ラジオにメッセージを送ったことなんて今までなかった。むしろラジオ自体あまり聞く方でもなかったんだ。それじゃあどうやってミッドナイトスターと出会ったかって?仕事終わり、真夜中に運転していたときにいつも聞いてた音楽に飽きて、なんとなくラジオを聞いてみた。そのときにたまたまやっていた番組が、DJユージのミッドナイトスター。たったそれだけのことだ。
 出会いというものは、そういった偶然が積み重なり必然となっていくものだと俺は思う。人との出会いも、ものとの出会いも。

 まず、流れてくる音楽のセンスがいいなと思った。知らない外国の曲なんかもばんばん流れてきたけれど、どれも俺の好みの曲だった。それから、パーソナリティの声がよかった。ほどよく落ち着いていて、ほどよくユーモアもあって。集中して聴くというよりは、なにかをしながら流すのにちょうどいいような。そう、BGMに適しているっていうのかな。話しているのに、何か作業をしていても邪魔にならない。むしろ、居心地のいい空気感。それはつまり、仕事を終えて深夜の高速道路を集中して運転しなければいけない俺にはちょうどいいという、そういうことだ。
 しかもこの番組は生放送。生放送というのもぐっと来た。今この瞬間、どこかで誰かがリアルタイムで話していることや考えていることが伝わってくるということだから。
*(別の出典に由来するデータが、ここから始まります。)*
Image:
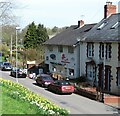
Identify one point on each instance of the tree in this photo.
(6, 15)
(42, 35)
(35, 36)
(30, 37)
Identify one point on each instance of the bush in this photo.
(18, 91)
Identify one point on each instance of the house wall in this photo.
(113, 62)
(72, 61)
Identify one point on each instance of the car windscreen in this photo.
(7, 64)
(47, 78)
(64, 83)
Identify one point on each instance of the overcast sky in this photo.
(60, 13)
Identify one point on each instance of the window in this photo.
(101, 50)
(115, 25)
(70, 50)
(90, 72)
(50, 48)
(108, 51)
(47, 58)
(60, 48)
(118, 76)
(90, 49)
(71, 72)
(54, 69)
(119, 51)
(102, 25)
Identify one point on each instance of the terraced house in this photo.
(92, 50)
(62, 51)
(101, 46)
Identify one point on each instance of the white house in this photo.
(62, 51)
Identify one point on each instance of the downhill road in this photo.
(74, 103)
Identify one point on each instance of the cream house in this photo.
(62, 51)
(101, 54)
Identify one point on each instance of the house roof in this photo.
(69, 36)
(103, 31)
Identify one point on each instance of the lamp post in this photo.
(17, 29)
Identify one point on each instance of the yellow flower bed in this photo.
(18, 91)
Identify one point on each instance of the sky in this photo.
(60, 13)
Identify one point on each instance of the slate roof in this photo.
(69, 36)
(105, 34)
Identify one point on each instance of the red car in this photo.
(44, 80)
(61, 86)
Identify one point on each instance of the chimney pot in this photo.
(80, 23)
(109, 9)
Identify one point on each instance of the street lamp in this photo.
(17, 29)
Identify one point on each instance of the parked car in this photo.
(44, 80)
(20, 73)
(61, 86)
(5, 66)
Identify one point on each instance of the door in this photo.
(107, 78)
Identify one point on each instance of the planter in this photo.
(87, 92)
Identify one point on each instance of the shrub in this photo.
(18, 91)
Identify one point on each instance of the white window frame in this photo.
(71, 72)
(50, 48)
(90, 71)
(70, 49)
(90, 49)
(102, 51)
(118, 77)
(60, 49)
(108, 52)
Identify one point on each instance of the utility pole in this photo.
(11, 50)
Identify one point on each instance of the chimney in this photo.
(80, 23)
(109, 9)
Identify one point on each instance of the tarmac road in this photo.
(74, 103)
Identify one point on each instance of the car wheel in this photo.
(37, 82)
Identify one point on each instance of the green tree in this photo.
(42, 35)
(35, 36)
(30, 37)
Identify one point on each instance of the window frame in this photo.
(90, 72)
(118, 76)
(60, 49)
(50, 48)
(108, 51)
(90, 50)
(70, 49)
(102, 51)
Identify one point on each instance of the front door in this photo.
(101, 76)
(107, 78)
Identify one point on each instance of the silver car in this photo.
(5, 66)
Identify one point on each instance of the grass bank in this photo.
(16, 99)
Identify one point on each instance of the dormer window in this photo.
(90, 50)
(102, 25)
(115, 25)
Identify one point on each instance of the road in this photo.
(74, 103)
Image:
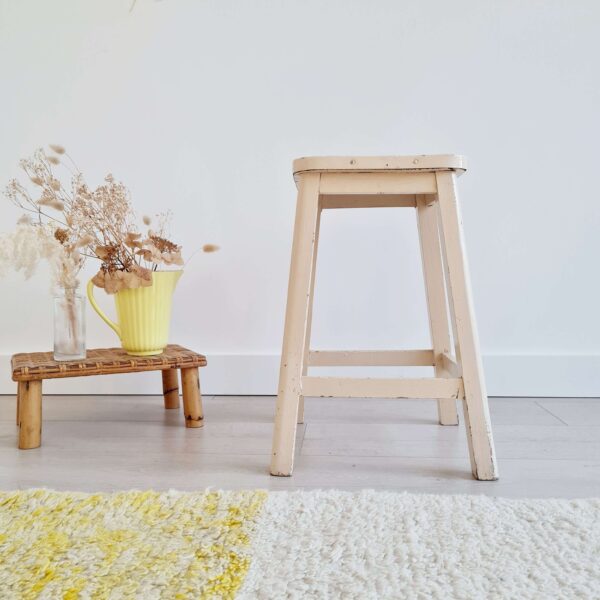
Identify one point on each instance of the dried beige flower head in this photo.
(62, 235)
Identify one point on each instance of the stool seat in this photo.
(422, 162)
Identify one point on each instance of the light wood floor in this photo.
(546, 447)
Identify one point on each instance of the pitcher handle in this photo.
(111, 324)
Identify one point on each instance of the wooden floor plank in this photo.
(108, 443)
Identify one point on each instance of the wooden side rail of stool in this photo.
(29, 370)
(427, 184)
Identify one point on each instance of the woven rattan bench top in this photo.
(101, 361)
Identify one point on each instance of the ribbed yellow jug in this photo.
(143, 314)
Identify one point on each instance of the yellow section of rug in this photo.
(126, 544)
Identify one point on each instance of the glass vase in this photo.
(69, 325)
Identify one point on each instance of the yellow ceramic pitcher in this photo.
(143, 314)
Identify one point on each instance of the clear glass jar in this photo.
(69, 325)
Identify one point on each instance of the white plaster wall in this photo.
(201, 105)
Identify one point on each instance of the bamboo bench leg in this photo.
(297, 314)
(192, 400)
(475, 404)
(30, 414)
(433, 273)
(171, 388)
(20, 385)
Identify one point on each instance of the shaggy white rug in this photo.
(331, 544)
(146, 545)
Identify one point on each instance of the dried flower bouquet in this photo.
(67, 223)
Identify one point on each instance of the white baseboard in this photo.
(241, 374)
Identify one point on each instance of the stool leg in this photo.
(30, 414)
(433, 273)
(475, 405)
(170, 388)
(309, 318)
(293, 355)
(192, 400)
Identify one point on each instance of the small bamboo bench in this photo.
(29, 370)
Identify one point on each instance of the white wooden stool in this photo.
(427, 183)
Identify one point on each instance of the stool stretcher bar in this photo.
(352, 387)
(371, 358)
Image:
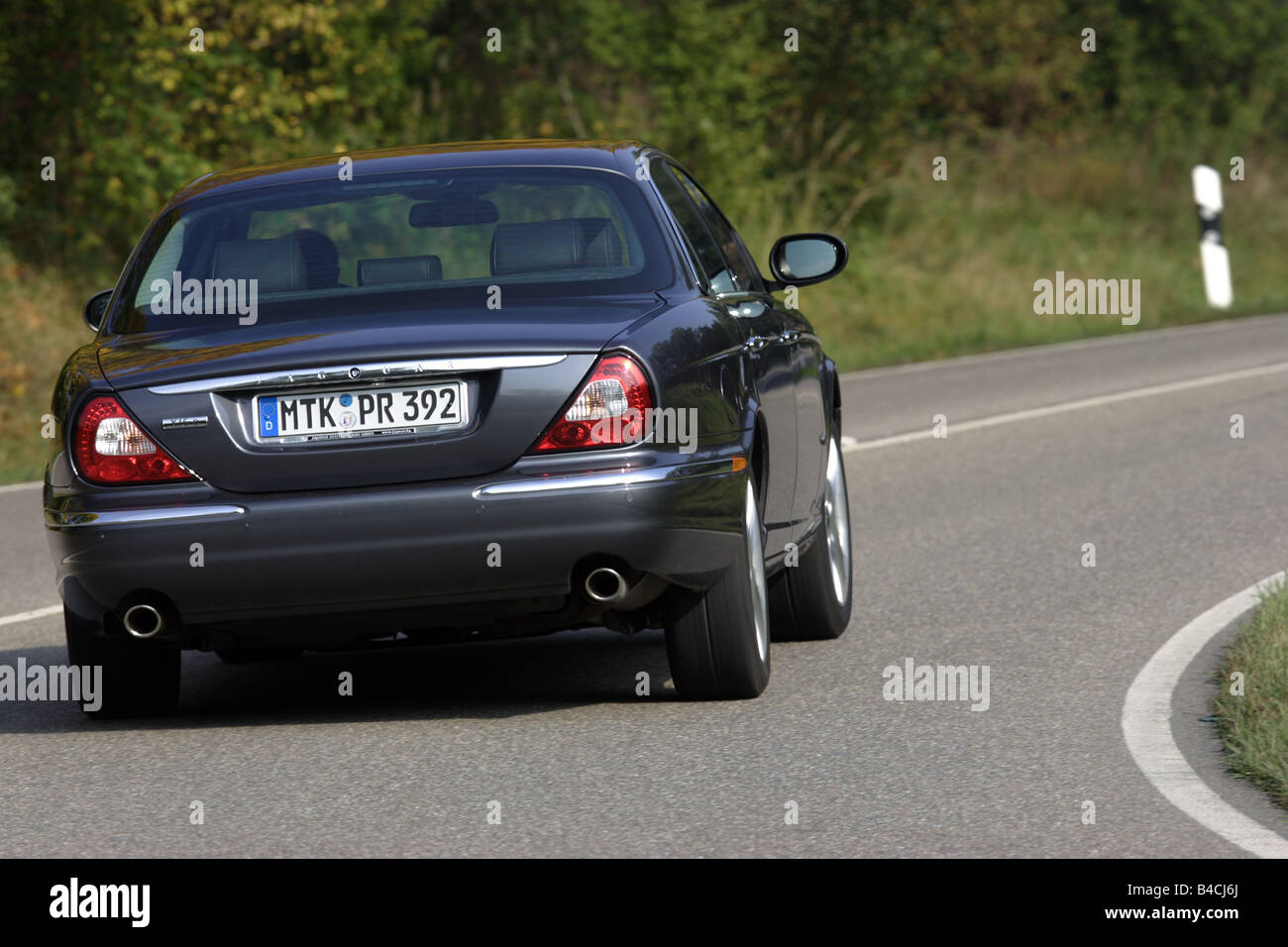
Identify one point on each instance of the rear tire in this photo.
(141, 678)
(717, 642)
(811, 602)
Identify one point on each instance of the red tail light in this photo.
(610, 410)
(111, 449)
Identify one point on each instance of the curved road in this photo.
(967, 552)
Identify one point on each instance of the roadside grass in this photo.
(40, 325)
(1254, 727)
(947, 268)
(936, 268)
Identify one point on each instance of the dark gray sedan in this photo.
(451, 392)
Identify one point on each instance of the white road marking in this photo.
(12, 487)
(1146, 724)
(1098, 401)
(30, 616)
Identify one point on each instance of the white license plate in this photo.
(326, 415)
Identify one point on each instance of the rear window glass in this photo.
(403, 241)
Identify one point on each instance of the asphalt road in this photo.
(967, 552)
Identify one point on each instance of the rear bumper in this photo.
(220, 557)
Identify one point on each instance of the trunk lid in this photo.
(511, 368)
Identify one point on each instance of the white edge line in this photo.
(1146, 724)
(12, 487)
(1028, 414)
(31, 615)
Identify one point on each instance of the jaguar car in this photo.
(449, 393)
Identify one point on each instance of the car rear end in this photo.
(410, 407)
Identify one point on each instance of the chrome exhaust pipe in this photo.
(606, 585)
(143, 621)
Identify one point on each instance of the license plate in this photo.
(362, 412)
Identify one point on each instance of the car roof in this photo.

 自分の書いたものが、電波にのってたくさんの人のところに届くって、どんな気持ちなんだろうかと、紹介されるメッセージに笑っている時にふと思った。どんな気持ちでリスナーはメッセージを送り、読まれたらどんな気持ちで、このパーソナリティはどんな想いを持って電波に声をのせるのだろう。俺には到底イメージさえつかない。
 俺は電波とは無関係で生きているただのサラリーマンだ。テレビだとかメディアだとか、そういうものにも敏感な方ではないし、芸能人だってあまり知らない。そんな俺にとってそれはまるで、別世界の話じゃないか。

 そんな風に思っていたのに、どういう風の吹き回しか。聴いているうちに、俺がいるこの世界と、DJユージがいる世界と、彼が読み上げるリスナーの生きている世界は、同じなんじゃないかと思うようになっていた。